Christine interviewed me about my personal family history research and the founding of Ancestors unKnown. We discussed approaches to family history research, including the “ah-ha” moment I experienced in my research and the benefits of bringing this type of research and personalized historiy education into high school classrooms.

Here’s a sample of the conversation:

Christine: Dana, on the website, readers can learn about the profound impact genealogy research had on you and why you developed Ancestors unKnown. Briefly, what would you say was the greatest surprise, or “Ah ha” you had doing your own genealogy?

Dana Saxon: Prior to digging deeply into my family’s history, I was under the impression that it wouldn’t be possible for me to find information beyond the 20th century, much less that monstrous 1865/1870 “brick wall” that stands in the way of discovering my enslaved ancestors. So one of my greatest surprises was my ability to poke holes in that brick wall. I believe the first pre-1870 record I found was my 2nd great grandfather’s 1862 Civil War enlistment with the 33rd U.S. Colored Troops.

As it turns out, this interview found its way to another classroom: Prof. Kristen Luschen’s Critical Family History class at Hampshire College in Massachusetts. Imagine my delight when I was invited by Dr. Luschen to speak with her students about Ancestors unKnown via Skype.

Opening doors

Luschen’s students are studying a topic that makes me so envious of their rich undergraduate experience. She described the course in three parts:

  • The first part of the class asked students to engage in the ways in which the cultural and familial knowledges and histories of certain groups have been institutionally marginalized and/or attacked.
  • Next, students considered the significance of situating oneself – as future educators in the study of history and power.
  • The next section addressed Critical Family History methodology using Christine Sleeter’s approach.
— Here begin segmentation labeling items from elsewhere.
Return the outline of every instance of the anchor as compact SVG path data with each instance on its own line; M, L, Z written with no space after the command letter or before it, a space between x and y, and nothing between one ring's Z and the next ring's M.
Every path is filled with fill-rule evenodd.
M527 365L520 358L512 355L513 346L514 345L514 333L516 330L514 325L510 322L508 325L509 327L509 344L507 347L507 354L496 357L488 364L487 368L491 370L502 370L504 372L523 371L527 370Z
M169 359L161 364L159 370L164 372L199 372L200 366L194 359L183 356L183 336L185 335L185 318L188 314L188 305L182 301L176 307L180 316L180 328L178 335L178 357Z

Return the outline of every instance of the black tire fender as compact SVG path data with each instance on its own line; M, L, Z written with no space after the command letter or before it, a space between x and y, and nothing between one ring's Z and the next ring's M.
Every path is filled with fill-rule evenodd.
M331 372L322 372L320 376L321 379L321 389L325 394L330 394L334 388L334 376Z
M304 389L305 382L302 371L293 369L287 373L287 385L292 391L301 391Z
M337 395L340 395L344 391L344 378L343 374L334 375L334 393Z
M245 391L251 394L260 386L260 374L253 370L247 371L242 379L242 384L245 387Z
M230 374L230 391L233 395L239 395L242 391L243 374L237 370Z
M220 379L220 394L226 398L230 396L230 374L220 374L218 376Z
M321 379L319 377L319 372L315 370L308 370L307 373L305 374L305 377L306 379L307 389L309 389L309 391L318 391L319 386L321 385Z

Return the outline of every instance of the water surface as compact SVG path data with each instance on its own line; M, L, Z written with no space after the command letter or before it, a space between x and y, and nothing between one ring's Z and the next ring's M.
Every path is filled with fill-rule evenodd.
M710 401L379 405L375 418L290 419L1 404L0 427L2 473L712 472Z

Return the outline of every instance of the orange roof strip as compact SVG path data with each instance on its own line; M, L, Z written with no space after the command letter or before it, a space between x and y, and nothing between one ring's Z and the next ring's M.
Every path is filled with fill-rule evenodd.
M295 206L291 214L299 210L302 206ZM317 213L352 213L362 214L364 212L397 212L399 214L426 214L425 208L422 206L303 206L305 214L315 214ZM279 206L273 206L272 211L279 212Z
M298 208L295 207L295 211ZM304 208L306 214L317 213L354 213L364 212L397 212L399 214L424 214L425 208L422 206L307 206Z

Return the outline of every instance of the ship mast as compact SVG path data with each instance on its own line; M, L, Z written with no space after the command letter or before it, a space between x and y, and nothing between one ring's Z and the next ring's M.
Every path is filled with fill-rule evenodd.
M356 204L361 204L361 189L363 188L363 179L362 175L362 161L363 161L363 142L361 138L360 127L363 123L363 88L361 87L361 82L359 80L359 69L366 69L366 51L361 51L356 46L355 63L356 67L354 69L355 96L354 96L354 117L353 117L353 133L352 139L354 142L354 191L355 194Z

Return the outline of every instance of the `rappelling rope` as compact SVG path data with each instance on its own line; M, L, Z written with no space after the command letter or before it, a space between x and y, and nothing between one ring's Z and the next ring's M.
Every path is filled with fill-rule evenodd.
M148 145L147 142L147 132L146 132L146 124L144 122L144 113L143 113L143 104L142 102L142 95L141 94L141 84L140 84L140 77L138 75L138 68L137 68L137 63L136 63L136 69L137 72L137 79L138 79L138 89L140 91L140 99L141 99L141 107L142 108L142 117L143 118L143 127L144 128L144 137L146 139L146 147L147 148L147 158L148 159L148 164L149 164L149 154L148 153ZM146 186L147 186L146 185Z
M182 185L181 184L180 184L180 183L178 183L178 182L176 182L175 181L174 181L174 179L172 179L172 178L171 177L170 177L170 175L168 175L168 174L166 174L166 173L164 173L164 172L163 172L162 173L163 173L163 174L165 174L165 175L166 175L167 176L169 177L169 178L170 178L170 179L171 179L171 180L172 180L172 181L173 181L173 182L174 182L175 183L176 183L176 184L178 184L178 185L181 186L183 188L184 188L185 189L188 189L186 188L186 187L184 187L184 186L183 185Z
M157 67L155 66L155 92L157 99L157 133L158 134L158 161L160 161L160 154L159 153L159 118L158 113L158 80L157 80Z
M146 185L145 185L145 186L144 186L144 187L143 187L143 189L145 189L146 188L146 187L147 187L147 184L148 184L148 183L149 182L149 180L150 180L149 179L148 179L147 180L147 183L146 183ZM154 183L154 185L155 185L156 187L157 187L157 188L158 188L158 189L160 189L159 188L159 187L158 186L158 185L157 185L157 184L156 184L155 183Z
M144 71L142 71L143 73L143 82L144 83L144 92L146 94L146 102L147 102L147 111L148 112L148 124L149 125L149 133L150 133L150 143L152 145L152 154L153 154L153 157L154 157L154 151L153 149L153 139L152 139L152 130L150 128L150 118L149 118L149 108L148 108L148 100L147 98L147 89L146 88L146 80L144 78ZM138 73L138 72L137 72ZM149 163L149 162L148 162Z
Students have been researching their family genealogy (archival work, artifacts, oral history interviews) and identifying secondary sources to place their genealogies in social and historical context.

Wow! Wouldn’t you like to audit that class? I certainly would. Luschen’s students are getting a first-hand experience that can show them the value of family history knowledge, the importance of diversified historical perspectives, and strategies for exploring these concepts with youth audiences.

I spoke with Luschen’s Critical Family History class last week. And as I expected, the students were incredibly smart, with thoughtful questions about my motivations for Ancestors unKnown and the organization’s approach when introducing students to family history research. The conversation was quite a pleasure. I only regret it didn’t last longer.

I hope the students were able to take away some insight from my experience, including both the successes and challenges behind Ancestors unKnown. I definitely took something away from the conversation: we need to get some brilliant and thoughtful college students involved with Ancestors unKnown. The motivation, inspiration and understanding they would bring to the program could have a tremendous impact on our high school participants.

Thank goodness for modern technology that makes it possible for us to connect and learn from people across the world. Thank goodness for thought leaders in the field of Critical Family History, like Christine Sleeter and Kristen Luschen. And thank goodness for brilliant students who will continue to revolutionize this work and sustain impact for years to come.